Beyond the Box — Precision Annotation for 80% Occluded Objects in Urban Traffic Scenes

Auto-labeling tools achieve 92% accuracy on fully visible objects. On objects that are 60–80% occluded — hidden behind other vehicles, poles, or barriers — that accuracy drops to 38%. This is the gap where human-in-the-loop annotation is not optional. It is the only thing that works.

In real urban traffic, partial occlusion is not an edge case. It is the norm. A pedestrian stepping out from between parked cars is 70–80% occluded until they are in the lane. A motorcycle filtering between two trucks is visible only as a handlebar and a helmet. A child behind a bus is a pair of shoes below the bumper line. These are precisely the scenarios where an ADAS system must perform correctly.

38%

Best auto-labeling accuracy (SAM2) on 60–80% occluded objects — the category most critical for pedestrian safety

93%

Human-in-the-loop detection rate on the same 60–80% occluded objects using a structured four-phase annotation protocol

Why occlusion breaks automated annotation

Object detection in urban driving is a solved problem — for visible objects. Modern auto-labeling pipelines using YOLO, Detectron2, or proprietary models from annotation platforms can draw tight bounding boxes around cars, pedestrians, cyclists, and trucks when those objects are clearly visible in the frame. The problem begins the moment an object is partially hidden.

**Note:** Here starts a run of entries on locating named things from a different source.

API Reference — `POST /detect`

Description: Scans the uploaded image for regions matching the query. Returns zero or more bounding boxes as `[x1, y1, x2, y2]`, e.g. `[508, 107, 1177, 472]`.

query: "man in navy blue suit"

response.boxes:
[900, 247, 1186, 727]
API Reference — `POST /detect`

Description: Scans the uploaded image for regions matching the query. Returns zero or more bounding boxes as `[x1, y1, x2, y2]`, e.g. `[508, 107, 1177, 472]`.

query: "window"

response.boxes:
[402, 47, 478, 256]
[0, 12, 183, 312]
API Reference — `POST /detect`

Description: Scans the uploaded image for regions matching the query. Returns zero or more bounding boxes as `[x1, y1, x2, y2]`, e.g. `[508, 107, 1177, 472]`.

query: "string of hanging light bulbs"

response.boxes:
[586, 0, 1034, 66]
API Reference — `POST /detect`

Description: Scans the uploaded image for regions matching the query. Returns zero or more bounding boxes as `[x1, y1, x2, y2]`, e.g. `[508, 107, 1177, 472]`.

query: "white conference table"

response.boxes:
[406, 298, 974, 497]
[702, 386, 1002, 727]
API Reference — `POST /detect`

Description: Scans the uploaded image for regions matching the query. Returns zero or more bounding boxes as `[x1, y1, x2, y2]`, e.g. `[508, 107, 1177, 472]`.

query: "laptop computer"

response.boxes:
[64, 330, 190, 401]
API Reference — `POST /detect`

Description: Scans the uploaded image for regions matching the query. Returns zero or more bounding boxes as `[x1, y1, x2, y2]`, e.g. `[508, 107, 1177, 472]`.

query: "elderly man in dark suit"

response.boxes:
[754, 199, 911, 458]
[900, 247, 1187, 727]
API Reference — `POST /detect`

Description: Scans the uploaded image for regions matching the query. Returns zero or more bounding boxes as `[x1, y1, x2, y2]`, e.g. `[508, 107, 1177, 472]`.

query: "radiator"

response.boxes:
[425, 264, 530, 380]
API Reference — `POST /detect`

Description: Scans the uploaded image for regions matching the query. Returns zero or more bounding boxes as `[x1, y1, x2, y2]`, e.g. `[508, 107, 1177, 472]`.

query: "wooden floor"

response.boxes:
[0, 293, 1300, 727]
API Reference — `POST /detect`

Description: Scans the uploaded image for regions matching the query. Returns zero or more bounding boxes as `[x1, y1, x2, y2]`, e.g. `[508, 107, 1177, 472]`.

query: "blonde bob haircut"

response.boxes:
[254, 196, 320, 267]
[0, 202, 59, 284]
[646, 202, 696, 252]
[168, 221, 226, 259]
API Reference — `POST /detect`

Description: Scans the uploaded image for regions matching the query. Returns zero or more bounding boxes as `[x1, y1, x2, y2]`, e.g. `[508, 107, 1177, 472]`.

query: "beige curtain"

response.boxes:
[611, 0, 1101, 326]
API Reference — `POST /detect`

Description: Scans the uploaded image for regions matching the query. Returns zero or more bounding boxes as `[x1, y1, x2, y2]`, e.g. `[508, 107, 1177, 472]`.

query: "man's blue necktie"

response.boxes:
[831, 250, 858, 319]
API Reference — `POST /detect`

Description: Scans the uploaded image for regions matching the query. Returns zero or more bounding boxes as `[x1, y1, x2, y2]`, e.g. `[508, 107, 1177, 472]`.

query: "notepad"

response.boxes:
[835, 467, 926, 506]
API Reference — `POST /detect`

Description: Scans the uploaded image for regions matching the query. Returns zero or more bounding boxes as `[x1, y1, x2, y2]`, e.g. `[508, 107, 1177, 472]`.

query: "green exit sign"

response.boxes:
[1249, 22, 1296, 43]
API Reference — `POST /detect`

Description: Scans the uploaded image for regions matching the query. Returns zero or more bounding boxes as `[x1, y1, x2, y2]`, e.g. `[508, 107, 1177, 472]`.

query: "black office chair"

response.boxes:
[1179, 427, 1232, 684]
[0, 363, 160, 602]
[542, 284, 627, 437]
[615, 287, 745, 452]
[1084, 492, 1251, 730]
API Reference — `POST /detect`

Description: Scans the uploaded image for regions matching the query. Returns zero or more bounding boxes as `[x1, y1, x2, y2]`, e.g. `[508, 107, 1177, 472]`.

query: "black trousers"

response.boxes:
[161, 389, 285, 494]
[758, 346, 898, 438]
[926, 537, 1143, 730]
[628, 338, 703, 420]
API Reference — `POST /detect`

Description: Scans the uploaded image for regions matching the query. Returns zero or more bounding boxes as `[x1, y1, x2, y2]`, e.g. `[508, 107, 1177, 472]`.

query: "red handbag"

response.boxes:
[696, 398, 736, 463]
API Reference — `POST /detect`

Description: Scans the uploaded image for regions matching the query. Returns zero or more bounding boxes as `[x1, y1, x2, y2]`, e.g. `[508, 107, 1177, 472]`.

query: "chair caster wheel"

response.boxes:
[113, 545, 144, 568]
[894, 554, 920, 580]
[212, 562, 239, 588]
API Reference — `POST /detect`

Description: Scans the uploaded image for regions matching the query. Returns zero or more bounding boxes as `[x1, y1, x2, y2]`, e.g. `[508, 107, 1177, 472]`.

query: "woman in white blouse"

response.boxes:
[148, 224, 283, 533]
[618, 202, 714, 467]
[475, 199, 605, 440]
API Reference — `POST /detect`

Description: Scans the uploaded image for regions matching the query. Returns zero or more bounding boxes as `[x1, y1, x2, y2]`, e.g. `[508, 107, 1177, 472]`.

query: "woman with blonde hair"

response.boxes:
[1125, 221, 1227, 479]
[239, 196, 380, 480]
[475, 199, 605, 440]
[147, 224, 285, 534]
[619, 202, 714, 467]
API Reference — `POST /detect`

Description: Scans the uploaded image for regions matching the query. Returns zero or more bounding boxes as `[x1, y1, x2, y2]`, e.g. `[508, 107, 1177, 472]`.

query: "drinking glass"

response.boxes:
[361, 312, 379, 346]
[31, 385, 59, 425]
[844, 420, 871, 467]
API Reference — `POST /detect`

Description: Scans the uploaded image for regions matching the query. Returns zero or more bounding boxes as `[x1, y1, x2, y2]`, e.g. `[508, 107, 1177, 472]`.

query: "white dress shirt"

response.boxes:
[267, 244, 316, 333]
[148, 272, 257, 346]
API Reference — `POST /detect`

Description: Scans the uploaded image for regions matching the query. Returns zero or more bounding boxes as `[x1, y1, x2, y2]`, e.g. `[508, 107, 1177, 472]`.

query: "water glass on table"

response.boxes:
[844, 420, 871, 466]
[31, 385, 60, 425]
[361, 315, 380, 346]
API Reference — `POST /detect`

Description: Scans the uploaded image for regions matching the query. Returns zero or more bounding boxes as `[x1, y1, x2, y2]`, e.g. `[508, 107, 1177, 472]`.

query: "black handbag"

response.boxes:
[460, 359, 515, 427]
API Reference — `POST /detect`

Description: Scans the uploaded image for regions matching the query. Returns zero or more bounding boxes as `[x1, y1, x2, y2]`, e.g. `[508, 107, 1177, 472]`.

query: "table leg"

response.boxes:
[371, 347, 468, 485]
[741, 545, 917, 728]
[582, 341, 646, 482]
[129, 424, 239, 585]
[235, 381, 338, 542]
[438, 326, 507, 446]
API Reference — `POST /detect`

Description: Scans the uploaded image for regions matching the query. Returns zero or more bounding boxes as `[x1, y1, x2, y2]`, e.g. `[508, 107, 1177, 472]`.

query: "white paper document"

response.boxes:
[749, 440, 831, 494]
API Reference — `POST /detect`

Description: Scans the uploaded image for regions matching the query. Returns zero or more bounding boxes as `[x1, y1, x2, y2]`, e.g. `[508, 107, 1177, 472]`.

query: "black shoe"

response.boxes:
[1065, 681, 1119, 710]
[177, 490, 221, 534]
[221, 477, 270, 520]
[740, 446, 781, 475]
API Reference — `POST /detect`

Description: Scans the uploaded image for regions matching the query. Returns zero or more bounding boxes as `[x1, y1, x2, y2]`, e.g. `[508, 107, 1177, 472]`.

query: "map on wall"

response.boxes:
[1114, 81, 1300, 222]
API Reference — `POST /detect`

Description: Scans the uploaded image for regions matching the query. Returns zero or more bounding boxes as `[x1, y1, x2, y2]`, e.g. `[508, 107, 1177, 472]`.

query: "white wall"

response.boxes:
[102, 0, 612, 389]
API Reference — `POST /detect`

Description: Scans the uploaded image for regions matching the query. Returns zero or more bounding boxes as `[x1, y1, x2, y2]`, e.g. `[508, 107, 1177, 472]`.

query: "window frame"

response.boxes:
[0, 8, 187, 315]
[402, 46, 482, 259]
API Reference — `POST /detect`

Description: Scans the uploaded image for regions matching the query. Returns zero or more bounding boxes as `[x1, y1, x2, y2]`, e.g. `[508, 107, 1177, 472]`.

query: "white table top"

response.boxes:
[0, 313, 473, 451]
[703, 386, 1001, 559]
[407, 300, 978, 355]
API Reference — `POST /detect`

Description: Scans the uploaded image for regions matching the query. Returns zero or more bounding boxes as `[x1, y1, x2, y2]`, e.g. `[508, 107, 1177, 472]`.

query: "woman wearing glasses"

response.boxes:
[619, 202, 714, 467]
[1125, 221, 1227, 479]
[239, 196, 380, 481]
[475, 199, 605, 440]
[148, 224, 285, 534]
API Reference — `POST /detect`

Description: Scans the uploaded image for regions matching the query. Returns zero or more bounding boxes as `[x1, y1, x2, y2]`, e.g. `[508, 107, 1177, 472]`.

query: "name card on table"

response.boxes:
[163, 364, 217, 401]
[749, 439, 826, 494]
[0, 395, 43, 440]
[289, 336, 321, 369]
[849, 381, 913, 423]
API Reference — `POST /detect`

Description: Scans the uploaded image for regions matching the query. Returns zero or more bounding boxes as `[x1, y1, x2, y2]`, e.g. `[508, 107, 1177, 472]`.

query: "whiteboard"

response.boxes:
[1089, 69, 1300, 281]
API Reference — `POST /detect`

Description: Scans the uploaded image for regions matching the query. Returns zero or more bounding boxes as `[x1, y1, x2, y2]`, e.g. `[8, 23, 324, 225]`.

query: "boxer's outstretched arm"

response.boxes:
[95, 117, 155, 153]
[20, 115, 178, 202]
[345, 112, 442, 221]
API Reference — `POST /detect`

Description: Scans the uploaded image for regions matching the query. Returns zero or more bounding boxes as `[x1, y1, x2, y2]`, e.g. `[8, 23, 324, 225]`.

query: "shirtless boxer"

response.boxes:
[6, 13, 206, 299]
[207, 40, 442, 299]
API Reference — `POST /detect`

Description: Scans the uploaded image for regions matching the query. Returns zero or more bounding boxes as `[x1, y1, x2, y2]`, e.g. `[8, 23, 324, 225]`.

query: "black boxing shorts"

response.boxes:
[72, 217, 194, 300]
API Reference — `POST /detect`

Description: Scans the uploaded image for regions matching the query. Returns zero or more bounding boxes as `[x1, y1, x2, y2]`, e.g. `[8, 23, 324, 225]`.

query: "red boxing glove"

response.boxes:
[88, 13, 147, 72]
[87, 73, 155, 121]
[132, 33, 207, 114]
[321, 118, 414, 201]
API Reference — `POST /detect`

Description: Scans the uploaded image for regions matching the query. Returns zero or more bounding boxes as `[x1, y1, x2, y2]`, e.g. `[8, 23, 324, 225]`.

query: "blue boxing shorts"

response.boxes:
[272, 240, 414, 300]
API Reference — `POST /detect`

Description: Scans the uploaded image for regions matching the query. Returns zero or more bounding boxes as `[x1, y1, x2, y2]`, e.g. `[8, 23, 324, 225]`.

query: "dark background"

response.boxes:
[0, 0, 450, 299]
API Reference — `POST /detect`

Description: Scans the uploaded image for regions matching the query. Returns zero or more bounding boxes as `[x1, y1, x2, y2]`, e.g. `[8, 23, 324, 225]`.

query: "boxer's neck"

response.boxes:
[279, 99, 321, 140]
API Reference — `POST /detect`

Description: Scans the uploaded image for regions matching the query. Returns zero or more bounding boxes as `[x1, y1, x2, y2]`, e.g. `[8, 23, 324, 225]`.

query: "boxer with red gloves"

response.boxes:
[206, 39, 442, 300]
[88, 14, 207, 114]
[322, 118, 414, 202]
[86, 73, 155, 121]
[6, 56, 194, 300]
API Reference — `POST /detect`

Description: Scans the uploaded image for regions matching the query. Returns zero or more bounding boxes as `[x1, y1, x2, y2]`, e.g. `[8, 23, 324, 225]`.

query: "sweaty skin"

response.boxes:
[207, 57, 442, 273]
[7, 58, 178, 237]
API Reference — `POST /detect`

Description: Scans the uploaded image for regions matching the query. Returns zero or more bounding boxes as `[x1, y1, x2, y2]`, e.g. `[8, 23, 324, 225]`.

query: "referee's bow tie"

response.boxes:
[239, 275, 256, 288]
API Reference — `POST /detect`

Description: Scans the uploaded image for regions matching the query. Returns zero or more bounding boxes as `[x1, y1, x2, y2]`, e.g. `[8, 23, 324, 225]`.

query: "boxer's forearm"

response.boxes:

A missed detection at 80% occlusion becomes a safety-critical failure 500 milliseconds later when the object is 40% occluded and the vehicle has not begun braking because the perception system never registered the object's presence. Auto-labeling tools fail on occluded objects for three specific, measurable reasons.

Visible footprint mismatch

The object's visible portion does not match any template in the detection model's training data. A car that is 80% hidden behind a truck presents as a thin vertical slice of door panel and a wheel — the model has learned to recognise "car" as a horizontal rectangle with a roof line, windshield, and four wheels. The visible slice does not trigger a detection.

Ambiguous pixel boundary

The boundary between the occluding object and the occluded object is ambiguous at the pixel level. Where does the truck end and the hidden car begin? The colour similarity between two vehicles of similar shade makes the boundary almost invisible to automated segmentation. A human with scene understanding knows there are two separate objects. The algorithm sees one continuous shape.

Broken temporal continuity

If a tracking algorithm (ByteTrack, DeepSORT) loses track of an object when it becomes occluded, it assigns a new ID when the object re-emerges. The training data now contains two objects — one that disappeared and one that appeared — rather than one continuous object that was temporarily hidden. A model trained on this data learns that objects cease to exist when occluded and new objects appear spontaneously.

The Indian road context multiplies the problem

Standard occlusion datasets — Cityscapes (Germany), nuScenes (Boston/Singapore), KITTI (Karlsruhe) — contain European and American traffic patterns. Occlusion in these datasets is dominated by car-behind-car scenarios at traffic lights and intersections with clear lane structure. Indian urban traffic introduces occlusion patterns that these datasets do not contain.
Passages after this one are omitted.